La asociación estaba entonces en el asiento del conductor. Prohibió todos los aprendices durante cinco años y controló estrictamente su número a partir de entonces. Entró en el negocio los seguros, asegurando no solo la vida de sus miembros, sino también las pérdidas de los barcos. Por ley de EEUU, era necesaria la firma de dos pilotos licenciados antes de convertirse en nuevo piloto. “Pero no había nadie fuera de la asociación competente para firmar”, dice Twain y “consecuentemente se acabó la creación de pilotos”. La asociación procedió a forzar al alza los salarios hasta quinientos dólares al mes en el Mississippi y setecientos dólares en algunos de sus afluentes. Los salarios de los capitanes naturalmente tenían que ascender al menos al nivel del de los pilotos y pronto los mayores costes tenían que reflejarse en tarifas más altas. Entonces empezaron a funcionar los controles y equilibrios de la sociedad. Este es el resumen de Twain:
Como he señalado, la asociación de pilotos era entonces tal vez el monopolio más compacto del mundo y parecía sencillamente indestructible. Y aun así sus días de gloria estaban contados. Primero, el nuevo ferrocarril (…) empezó a desviar los viajes de pasajeros de los barcos de vapor; luego llegó la guerra, que aniquiló casi completamente el sector de los barcos de vapor durante muchos años (…) luego el tesorero de la asociación de St. Louis metió la mano y se fue con todos los dólares de la fundación y finalmente, con los ferrocarriles entrando por todas partes, había poco para hacer en los barcos que no fuera transportar cargas. Así que inmediatamente algún genio de la costa atlántica presentó un plan para arrastrar una docena de cargos en barcos de vapor hasta Nueva Orleans arrastrados por un vulgar y pequeño remolcador y, atentos, en un abrir y cerrar de ojos, por decirlo así, la asociación y la noble ciencia del pilotaje fueron cosas de un pasado muerto y patético.

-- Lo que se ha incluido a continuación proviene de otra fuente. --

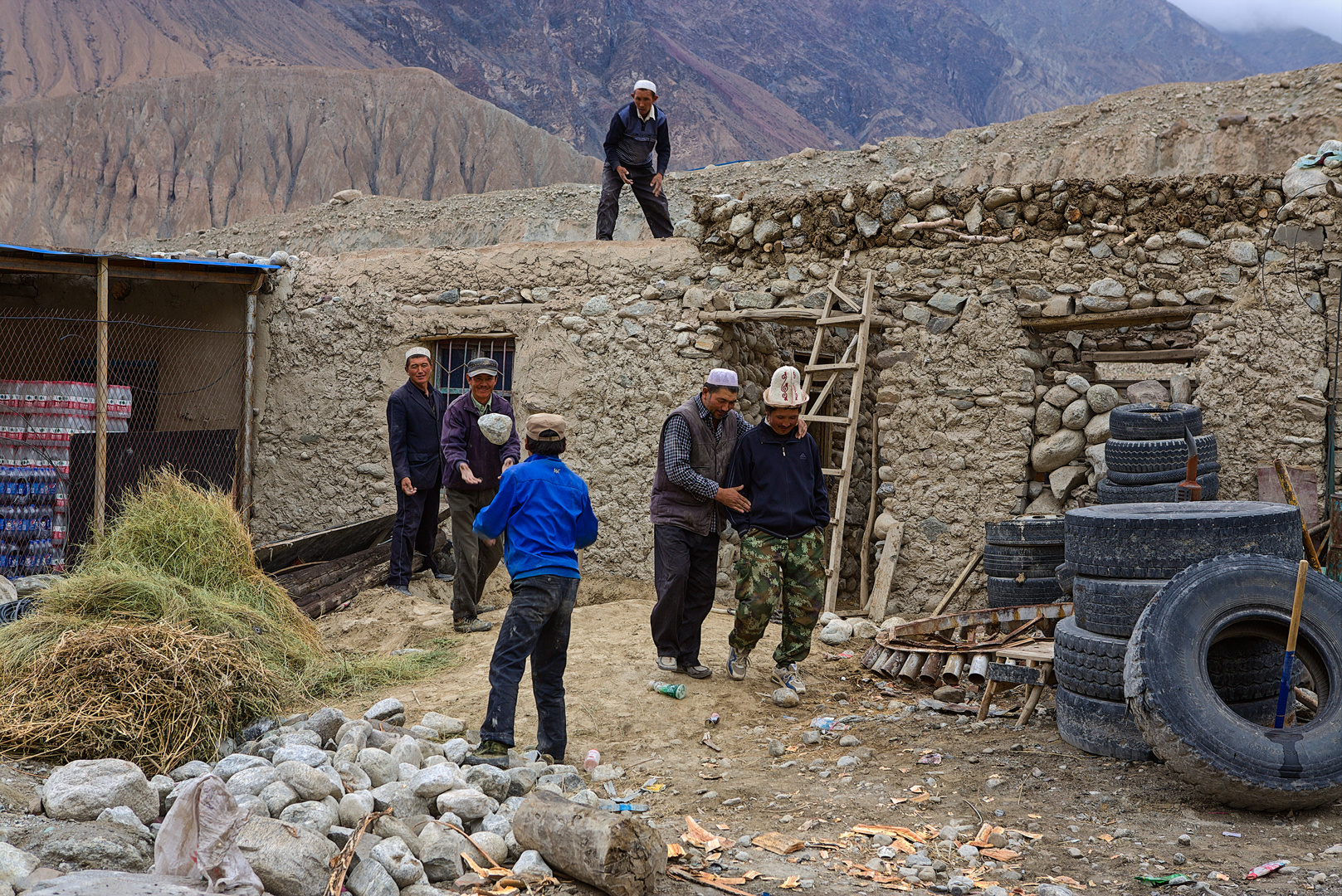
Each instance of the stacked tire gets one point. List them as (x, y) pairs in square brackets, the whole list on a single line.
[(1124, 557), (1146, 454), (1020, 560)]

La moraleja: el trabajo del gobierno se lleva a cabo cuando defiende el derecho de los empresarios o trabajadores competitivos a asumir las funciones de las que abusan los grupos monopolistas. La moraleja más profunda es que los abusos monopolísticos raramente sobreviven sin una base de una forma u otra de privilegio especial concedido por el gobierno. Las largas y grandes huelgas del acero, el automóvil y otras que hemos sufrido no habrían durado tanto tiempo si el gobierno hubiera protegido efectivamente el derecho de las empresas a mantener sus fábricas operando y el derecho de los empleados a continuar trabajando durante la huelga.